The increased use of supplementary feed is a trend that DairyNZ consulting officer Ross Bishop says could be questioned, given that most farmers are also growing more drymatter.

“All farmers have increased their annual drymatter production and increased the use of imported supplements. There’s a challenge for farmers who have embarked on that course to find out why they’ve done that.”

Ross says many farmers he works with on the West Coast have been captured by the concept of bringing in extra feed to boost production and as a result, pasture utilisation rates have dropped.

“Yes, there may have been an increase in production – or not – but it has been at the expense of utilising the home-grown forage which is the cheapest feed available. And it is incurring additional cost which may or may not have been covered by the extra production which will be payout dependent.”

Extra feed will have benefits such as increasing body condition score, but he questions the reasoning and decision-making.

“What the monitor farm project has shown is that at all stages of the season that the milking feed is analysed, the energy content and composition of the pasture is sufficient for all production and maintenance requirements. So why do we need the imported feed?
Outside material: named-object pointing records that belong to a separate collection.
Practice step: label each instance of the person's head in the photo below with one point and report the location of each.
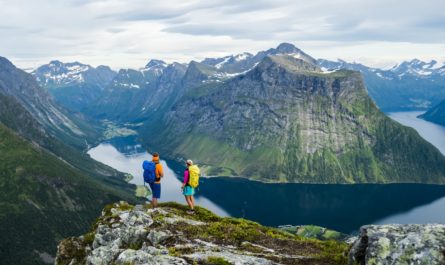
(155, 157)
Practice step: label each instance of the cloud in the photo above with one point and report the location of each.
(128, 33)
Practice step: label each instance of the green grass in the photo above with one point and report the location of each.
(236, 231)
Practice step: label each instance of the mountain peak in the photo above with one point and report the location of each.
(5, 62)
(286, 47)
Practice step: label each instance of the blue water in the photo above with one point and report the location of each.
(341, 207)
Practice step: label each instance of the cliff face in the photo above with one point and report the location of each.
(286, 121)
(128, 234)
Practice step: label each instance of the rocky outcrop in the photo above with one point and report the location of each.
(127, 234)
(399, 244)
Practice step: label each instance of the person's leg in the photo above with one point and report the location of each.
(192, 203)
(189, 202)
(156, 190)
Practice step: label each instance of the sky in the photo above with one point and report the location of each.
(127, 34)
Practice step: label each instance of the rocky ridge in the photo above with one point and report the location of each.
(399, 244)
(127, 234)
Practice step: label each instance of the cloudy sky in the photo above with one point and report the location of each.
(126, 34)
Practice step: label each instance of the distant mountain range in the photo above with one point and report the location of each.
(49, 188)
(74, 85)
(281, 116)
(413, 85)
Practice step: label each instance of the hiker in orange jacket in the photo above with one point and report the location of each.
(156, 186)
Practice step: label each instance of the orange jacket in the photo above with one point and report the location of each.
(159, 172)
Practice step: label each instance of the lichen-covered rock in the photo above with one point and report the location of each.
(399, 244)
(126, 234)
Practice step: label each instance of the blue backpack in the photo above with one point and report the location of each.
(149, 171)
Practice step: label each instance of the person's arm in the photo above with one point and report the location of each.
(159, 171)
(186, 178)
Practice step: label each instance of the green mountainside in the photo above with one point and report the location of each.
(436, 114)
(286, 121)
(43, 200)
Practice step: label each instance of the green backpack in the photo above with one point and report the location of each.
(194, 176)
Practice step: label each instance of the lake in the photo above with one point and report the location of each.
(340, 207)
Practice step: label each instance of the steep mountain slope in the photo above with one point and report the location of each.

Why aren’t we able to make better use of the home-grown forage that is produced?”

Farm trends since 2011-12

9% cow numbers
100kg in liveweight/ha
21% in per cow production
32% in per hectare production
• Relatively stable gross farm revenue
• $6.27/kg MS to $7.45/kg MS
• Highest operating profit (EFS)/ha: $2728; lowest $894
• FWE range: $4.54 to $5.17/kg MS

Financial KPIs for 2013-14

Farm working expenses

$4.85/kg MS

Gross farm revenue

$7.45/kg MS

Operating expenses

$5.07/kg MS

Operating profit

$2.38/kg MS

Operating expenses

$5814/ha

Operating profit

$2728/ha

Return on dairy assets

9.4%

Key points

Location: Greymouth, West Coast
Majority shareholders: Andrew and Michelle Robb
Total area: 365ha
Runoff: 145ha
Cows: 885 crossbred
Production: 1147kg milksolids/ha 2013-14.